If Peter Parley is forgotten today, his creator Samuel Griswold Goodrich is no less well remembered, though in their lifetime the two were almost synonymous. In later years Goodrich even resembled his fictitious narrator—gouty foot, silver hair, stout wooden cane, and all.
Believing old Peter Parley and his creator deserve a better fate, Daniel Roselle has dipped into our history to produce this biography of Samuel Griswold Goodrich. A well-known author, editor, and publisher even before he conceived Peter Parley books, Goodrich deserves at least a footnote to American literary history. As the author of the most popular children's books of his day, he demands recognition as a cultural and educational force. And Professor Roselle's charming and straightforward narrative helps recapture the spell of the era and the wonder of childhood stories.
Daniel Roselle's interest in Samuel Griswold Goodrich stems from his twin interests in history and in children's literature. One of his major fields is French folklore, and in the 1950's a Fulbright research grant enabled him to travel widely in France gathering authentic folk stories in the oral tradition; many of these he has since published in a variety of magazines, both popular and scholarly. He has also published poems and stories of his own, as well as scholarly articles and A World History, a high school text.

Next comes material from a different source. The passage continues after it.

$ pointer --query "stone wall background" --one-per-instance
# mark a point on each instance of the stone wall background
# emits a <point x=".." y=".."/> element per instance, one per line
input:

Daniel Roselle did his undergraduate work at the College of the City of New York and earned his M. A. and Ph. D. at Columbia University. He taught at Teachers College and Fairleigh Dickinson University before assuming his present position as Professor of History at State University of New York College at Fredonia. He has been active in research on social studies education in the secondary schools and is co-author of the National Council for the Social Studies report, Promising Practices in Civic Education. He has also served as a book review editor for Social Education. In 1961 he helped organize and served as first director of a pioneer SUNY education abroad program, Fredonia College's Junior Semester in Antwerp.